- Country: Turkey;
- Coordinates: 36°41′25″N 36°12′33″E﻿ / ﻿36.69028°N 36.20909°E
- Status: Operational
- Commission date: 2014;
- Owner: Diler Holding;

Thermal power station
- Primary fuel: Anthracite;

Power generation
- Nameplate capacity: 1,200 MW;
- Annual net output: 7,966 GWh (2021); 8,502 GWh (2019); 8,583 GWh (2020); 8,687 GWh (2022);

= Atlas power station =

Coal fired power station in Turkey

Atlas power station or Atlas Enerji İskenderun power station is a 1200-megawatt coal-fired power station in Turkey in İskenderun in Hatay Province, which burns imported and local coal and receives capacity payments.
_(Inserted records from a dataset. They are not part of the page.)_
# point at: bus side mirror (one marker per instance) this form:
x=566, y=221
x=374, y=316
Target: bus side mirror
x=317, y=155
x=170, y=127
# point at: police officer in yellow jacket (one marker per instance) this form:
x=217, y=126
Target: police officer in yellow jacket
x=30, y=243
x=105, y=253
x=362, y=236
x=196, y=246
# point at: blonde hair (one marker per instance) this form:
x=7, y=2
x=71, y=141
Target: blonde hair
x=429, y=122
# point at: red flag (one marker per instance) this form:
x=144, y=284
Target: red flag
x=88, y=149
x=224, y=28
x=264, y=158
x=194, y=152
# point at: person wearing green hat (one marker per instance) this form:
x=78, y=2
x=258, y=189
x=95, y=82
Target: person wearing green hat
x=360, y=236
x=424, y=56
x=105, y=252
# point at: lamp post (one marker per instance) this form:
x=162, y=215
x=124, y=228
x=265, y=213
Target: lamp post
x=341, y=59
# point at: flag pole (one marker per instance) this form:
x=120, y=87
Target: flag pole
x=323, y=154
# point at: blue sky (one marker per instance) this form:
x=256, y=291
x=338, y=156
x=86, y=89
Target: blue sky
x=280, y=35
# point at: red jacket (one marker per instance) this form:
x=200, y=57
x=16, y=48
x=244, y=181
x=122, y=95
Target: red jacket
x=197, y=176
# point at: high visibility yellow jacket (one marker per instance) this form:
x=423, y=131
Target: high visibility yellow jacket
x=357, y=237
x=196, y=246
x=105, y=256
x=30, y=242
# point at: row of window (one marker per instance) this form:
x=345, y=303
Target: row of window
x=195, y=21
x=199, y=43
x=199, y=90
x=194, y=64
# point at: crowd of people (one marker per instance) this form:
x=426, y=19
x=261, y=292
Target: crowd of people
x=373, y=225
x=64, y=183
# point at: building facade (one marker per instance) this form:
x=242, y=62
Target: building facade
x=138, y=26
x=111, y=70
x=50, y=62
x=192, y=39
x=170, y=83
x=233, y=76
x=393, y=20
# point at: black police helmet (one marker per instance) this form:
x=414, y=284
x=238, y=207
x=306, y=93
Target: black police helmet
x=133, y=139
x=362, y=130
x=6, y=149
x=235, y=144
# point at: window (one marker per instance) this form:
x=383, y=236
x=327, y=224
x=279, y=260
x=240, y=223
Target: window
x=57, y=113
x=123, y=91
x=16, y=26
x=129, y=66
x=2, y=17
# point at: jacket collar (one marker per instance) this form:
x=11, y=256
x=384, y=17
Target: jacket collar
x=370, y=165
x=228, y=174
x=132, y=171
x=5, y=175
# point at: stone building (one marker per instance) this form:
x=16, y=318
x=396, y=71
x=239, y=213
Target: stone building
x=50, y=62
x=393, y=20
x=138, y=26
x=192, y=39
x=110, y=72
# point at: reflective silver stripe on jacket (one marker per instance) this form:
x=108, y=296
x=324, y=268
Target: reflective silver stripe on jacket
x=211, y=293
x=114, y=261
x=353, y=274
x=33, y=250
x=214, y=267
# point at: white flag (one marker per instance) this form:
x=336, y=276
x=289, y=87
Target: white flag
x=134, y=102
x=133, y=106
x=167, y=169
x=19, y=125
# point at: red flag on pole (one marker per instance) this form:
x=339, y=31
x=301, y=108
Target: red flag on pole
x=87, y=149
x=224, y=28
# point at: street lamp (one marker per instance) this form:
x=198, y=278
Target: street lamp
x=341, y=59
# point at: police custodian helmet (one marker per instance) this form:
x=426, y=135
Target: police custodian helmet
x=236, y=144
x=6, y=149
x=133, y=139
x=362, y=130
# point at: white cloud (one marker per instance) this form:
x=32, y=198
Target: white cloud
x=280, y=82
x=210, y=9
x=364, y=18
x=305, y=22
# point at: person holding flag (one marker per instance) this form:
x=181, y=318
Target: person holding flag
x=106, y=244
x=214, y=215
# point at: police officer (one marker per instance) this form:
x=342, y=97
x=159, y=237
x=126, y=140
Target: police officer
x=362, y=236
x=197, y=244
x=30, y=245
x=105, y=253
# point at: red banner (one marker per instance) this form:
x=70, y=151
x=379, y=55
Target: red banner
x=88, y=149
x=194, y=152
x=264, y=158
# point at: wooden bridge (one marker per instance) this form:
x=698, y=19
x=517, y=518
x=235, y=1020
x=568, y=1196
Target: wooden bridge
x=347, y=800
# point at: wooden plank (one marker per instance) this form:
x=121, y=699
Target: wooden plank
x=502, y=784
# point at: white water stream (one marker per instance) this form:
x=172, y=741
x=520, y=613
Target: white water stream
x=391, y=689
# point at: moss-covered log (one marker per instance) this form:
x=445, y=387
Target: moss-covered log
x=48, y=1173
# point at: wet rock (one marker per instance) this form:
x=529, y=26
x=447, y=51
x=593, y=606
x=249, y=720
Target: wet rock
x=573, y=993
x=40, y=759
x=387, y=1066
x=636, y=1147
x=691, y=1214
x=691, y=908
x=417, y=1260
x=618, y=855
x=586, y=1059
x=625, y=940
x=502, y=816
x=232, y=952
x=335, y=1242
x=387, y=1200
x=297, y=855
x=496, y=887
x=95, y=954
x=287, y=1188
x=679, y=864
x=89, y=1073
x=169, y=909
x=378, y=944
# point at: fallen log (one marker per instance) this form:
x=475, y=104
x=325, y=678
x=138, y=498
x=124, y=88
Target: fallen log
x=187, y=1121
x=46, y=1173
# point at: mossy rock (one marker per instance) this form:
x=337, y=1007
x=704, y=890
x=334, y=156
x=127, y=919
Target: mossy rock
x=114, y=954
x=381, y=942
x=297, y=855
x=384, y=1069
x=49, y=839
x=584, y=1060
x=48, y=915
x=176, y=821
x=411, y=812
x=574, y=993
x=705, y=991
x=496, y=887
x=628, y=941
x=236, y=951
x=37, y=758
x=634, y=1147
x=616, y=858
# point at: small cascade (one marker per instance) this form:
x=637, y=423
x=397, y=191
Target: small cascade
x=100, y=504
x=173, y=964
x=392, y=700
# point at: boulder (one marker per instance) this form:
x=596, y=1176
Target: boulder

Construction was financed by Garanti Bank, Akbank and Işbank.

It is estimated that closing the plant by 2030, instead of when its licence ends in 2057, would prevent over 5000 premature deaths.

Climate Trace estimates the power station emitted over 5 million tons of the total 730 million tons of greenhouse gas emissions by Turkey in 2022. So its owner Atlas Energy (itself owned by Diler Holding) is on the Urgewald Global Coal Exit List.